In: Economics
Discuss the major issues relating to types of variables used and sample size required in the application of discriminant analysis.
Discriminant analysis is a technique that is used by the researcher to analyze the research data when the criterion or the dependent variable is categorical and the predictor or the independent variable is interval in nature. The term categorical variable means that the dependent variable is divided into a number of categories. For example, three brands of computers, Computer A, Computer B and Computer C can be the categorical dependent variable.
The objective of discriminant analysis is to develop discriminant functions that are nothing but the linear combination of independent variables that will discriminate between the categories of the dependent variable in a perfect manner. It enables the researcher to examine whether significant differences exist among the groups, in terms of the predictor variables. It also evaluates the accuracy of the classification.
Discriminant analysis is described by the number of categories that is possessed by the dependent variable.
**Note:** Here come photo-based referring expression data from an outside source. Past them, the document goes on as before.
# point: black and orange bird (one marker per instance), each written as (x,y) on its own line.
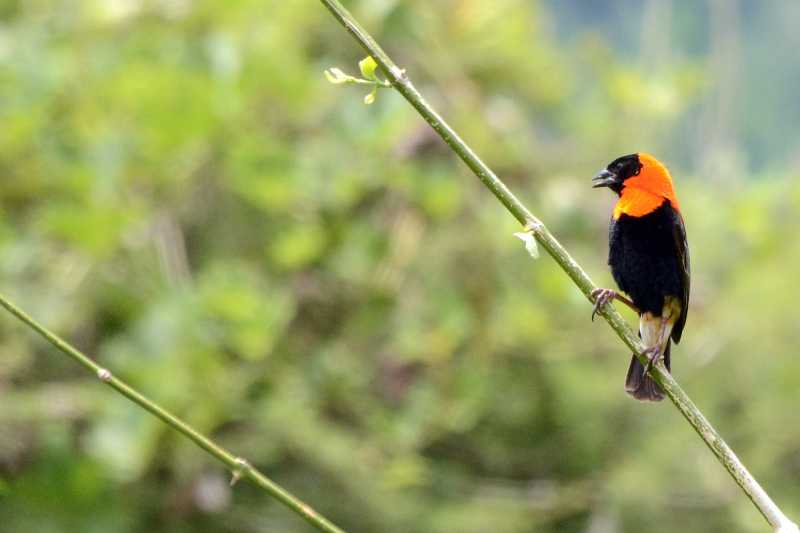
(649,261)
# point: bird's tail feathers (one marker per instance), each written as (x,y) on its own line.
(641,386)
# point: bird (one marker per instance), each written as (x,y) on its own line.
(649,259)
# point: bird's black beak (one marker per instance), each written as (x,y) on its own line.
(607,179)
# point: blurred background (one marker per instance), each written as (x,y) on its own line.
(322,287)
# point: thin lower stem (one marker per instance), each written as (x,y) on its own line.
(240,467)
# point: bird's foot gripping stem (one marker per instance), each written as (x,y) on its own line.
(653,355)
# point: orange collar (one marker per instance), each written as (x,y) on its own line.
(645,192)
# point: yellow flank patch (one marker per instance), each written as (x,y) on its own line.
(650,324)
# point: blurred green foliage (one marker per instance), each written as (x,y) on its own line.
(324,289)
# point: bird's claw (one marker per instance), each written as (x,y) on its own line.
(604,296)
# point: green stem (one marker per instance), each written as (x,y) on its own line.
(400,81)
(240,467)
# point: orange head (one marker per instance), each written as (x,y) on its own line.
(642,183)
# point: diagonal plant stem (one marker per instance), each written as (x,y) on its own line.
(240,467)
(400,81)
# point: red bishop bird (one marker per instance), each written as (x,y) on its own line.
(649,260)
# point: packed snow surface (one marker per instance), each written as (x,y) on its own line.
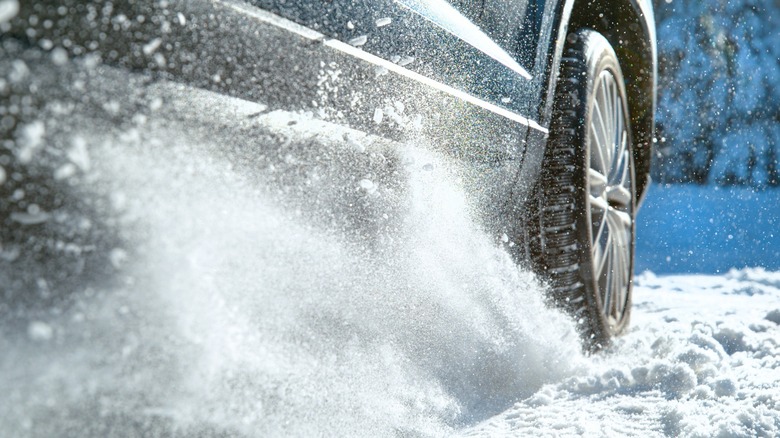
(272,274)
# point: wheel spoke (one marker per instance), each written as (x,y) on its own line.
(610,198)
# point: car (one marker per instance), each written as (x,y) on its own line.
(548,104)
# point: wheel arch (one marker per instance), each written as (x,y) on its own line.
(629,26)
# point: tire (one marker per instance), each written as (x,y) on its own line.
(581,232)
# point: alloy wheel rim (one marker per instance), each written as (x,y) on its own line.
(610,200)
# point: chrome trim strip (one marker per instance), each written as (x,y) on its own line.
(307,33)
(442,14)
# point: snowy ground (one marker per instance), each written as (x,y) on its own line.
(254,291)
(701,359)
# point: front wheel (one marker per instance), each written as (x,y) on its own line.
(582,220)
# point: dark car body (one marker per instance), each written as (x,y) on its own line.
(478,77)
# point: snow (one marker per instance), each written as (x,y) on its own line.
(685,368)
(212,267)
(8,10)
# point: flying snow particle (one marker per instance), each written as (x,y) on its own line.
(406,60)
(367,185)
(381,22)
(152,46)
(359,41)
(378,115)
(118,256)
(8,10)
(59,56)
(39,331)
(79,155)
(30,141)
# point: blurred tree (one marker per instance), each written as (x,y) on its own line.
(719,92)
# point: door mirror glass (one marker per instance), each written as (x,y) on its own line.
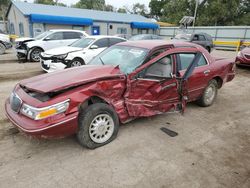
(94,47)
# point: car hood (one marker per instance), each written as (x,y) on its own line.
(72,77)
(246,50)
(62,50)
(23,39)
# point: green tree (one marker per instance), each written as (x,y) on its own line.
(50,2)
(139,9)
(122,10)
(91,4)
(109,8)
(3,10)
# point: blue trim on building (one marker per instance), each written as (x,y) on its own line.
(144,25)
(50,19)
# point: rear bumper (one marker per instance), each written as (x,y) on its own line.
(47,128)
(7,45)
(242,61)
(49,66)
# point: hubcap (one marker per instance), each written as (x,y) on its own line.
(210,94)
(101,128)
(36,55)
(76,64)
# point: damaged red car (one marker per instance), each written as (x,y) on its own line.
(243,57)
(126,81)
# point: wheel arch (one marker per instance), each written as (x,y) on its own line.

As in statistics, everything is assumed up until infinity, so in this case, when the dependent variable has two categories, then the type used is two-group discriminant analysis. If the dependent variable has three or more than three categories, then the type used is multiple discriminant analysis. The major distinction to the types of discriminant analysis is that for a two group, it is possible to derive only one discriminant function. On the other hand, in the case of multiple discriminant analysis, more than one discriminant function can be computed.
There are many examples that can explain when discriminant analysis fits. It can be used to know whether heavy, medium and light users of soft drinks are different in terms of their consumption of frozen foods. In the field of psychology, it can be used to differentiate between the price sensitive and non price sensitive buyers of groceries in terms of their psychological attributes or characteristics. In the field of business, it can be used to understand the characteristics or the attributes of a customer possessing store loyalty and a customer who does not have store loyalty.
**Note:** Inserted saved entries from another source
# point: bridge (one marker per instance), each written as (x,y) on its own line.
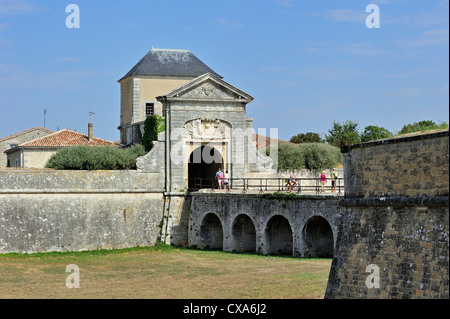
(301,225)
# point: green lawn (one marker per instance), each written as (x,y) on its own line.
(163,272)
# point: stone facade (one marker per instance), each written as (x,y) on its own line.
(46,210)
(306,226)
(405,166)
(208,111)
(393,240)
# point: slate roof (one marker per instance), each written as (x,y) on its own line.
(170,62)
(64,138)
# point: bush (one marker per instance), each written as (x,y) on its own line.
(321,156)
(422,126)
(313,156)
(95,158)
(153,125)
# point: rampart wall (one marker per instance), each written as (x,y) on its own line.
(47,210)
(393,240)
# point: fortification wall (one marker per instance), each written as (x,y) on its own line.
(393,240)
(47,210)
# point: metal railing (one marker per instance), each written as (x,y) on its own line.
(262,185)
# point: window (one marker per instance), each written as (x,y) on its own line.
(149,109)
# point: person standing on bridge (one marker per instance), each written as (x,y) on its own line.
(292,181)
(323,181)
(333,177)
(219,176)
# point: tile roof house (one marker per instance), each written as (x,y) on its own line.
(36,153)
(19,138)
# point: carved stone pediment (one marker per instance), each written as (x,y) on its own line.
(207,87)
(207,129)
(209,90)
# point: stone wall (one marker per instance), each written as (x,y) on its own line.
(253,222)
(47,210)
(408,166)
(393,240)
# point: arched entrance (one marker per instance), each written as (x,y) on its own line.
(203,164)
(318,238)
(279,237)
(244,234)
(211,233)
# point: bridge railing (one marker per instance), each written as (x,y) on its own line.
(262,185)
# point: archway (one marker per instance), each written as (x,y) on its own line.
(211,233)
(279,237)
(244,234)
(318,238)
(203,164)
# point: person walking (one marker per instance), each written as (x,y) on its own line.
(333,178)
(323,181)
(226,181)
(219,177)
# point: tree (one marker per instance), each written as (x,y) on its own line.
(306,138)
(421,126)
(343,134)
(153,125)
(373,132)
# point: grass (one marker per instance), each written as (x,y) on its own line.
(163,272)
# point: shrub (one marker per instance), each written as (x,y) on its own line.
(372,133)
(153,125)
(321,156)
(422,126)
(313,156)
(95,158)
(343,134)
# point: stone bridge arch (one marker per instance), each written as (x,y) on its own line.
(211,232)
(318,237)
(303,227)
(243,234)
(279,236)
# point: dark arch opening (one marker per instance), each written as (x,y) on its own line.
(244,234)
(279,236)
(203,164)
(318,238)
(211,233)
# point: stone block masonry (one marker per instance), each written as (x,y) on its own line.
(395,216)
(47,210)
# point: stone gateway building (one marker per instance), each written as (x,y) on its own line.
(206,123)
(158,72)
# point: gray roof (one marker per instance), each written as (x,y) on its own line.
(169,62)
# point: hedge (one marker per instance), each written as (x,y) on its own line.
(96,158)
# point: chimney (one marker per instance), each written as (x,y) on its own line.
(90,131)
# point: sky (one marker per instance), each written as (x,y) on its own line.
(305,63)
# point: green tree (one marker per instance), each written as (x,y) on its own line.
(96,158)
(421,126)
(309,137)
(153,125)
(372,133)
(343,134)
(313,156)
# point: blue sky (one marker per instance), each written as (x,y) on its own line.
(306,63)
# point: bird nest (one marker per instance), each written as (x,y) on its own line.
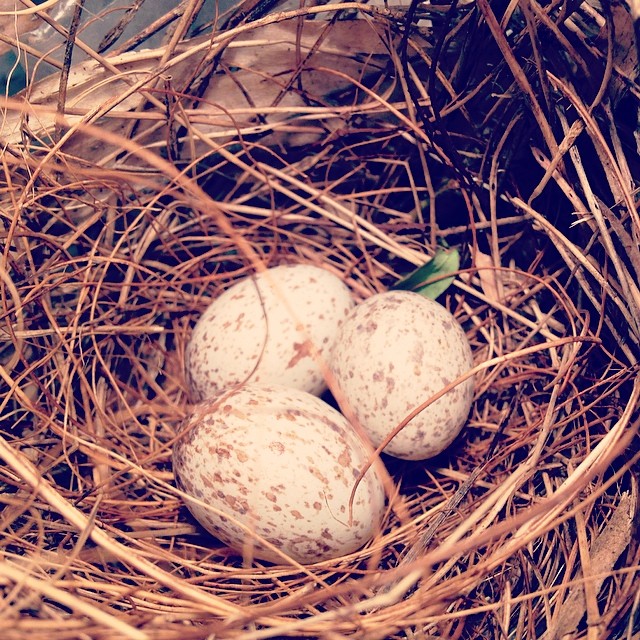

For a researcher, it is important to understand the relationship of discriminant analysis with Regression and Analysis of Variance (ANOVA) which has many similarities and differences. Often we can find similarities and differences with the people we come across. Similarly, there are some similarities and differences with discriminant analysis along with two other procedures. The similarity is that the number of dependent variables is one in discriminant analysis and in the other two procedures, the number of independent variables are multiple in discriminant analysis. The difference is categorical or binary in discriminant analysis, but metric in the other two procedures. The nature of the independent variables is categorical in Analysis of Variance (ANOVA), but metric in regression and discriminant analysis
Unequal group size does not influence the direct solution of the discriminant analysis problem. However, unequal group size can cause subtle changes during the classification phase. Normally, the sampling frequency of each group (the proportion of the total sample that belongs to a particular group) is used during the classification stage. If the relative group sample sizes are not representative of their sizes in the overall population, the classification procedure will be erroneous
Discriminant analysis does not make the strong normality assumptions that MANOVA does because the emphasis is on classification. A sample size of at least twenty observations in the smallest group is usually adequate to ensure robustness of any inferential tests that may be made. Outliers can cause severe problems that even the robustness of discriminant analysis will not overcome. You should screen your data carefully for outliers using the various univariate and multivariate normality tests and plots to determine if the normality assumption is reasonable. You should perform these tests on one group at a time.
Multicollinearity occurs when one predictor variable is almost a weighted average of the others. This collinearity will only show up when the data are considered one group at a time. Forms of multicollinearity may show up when you have very small group sample sizes (when the number of observations is less than the number of variables). In this case, you must reduce the number of independent variables.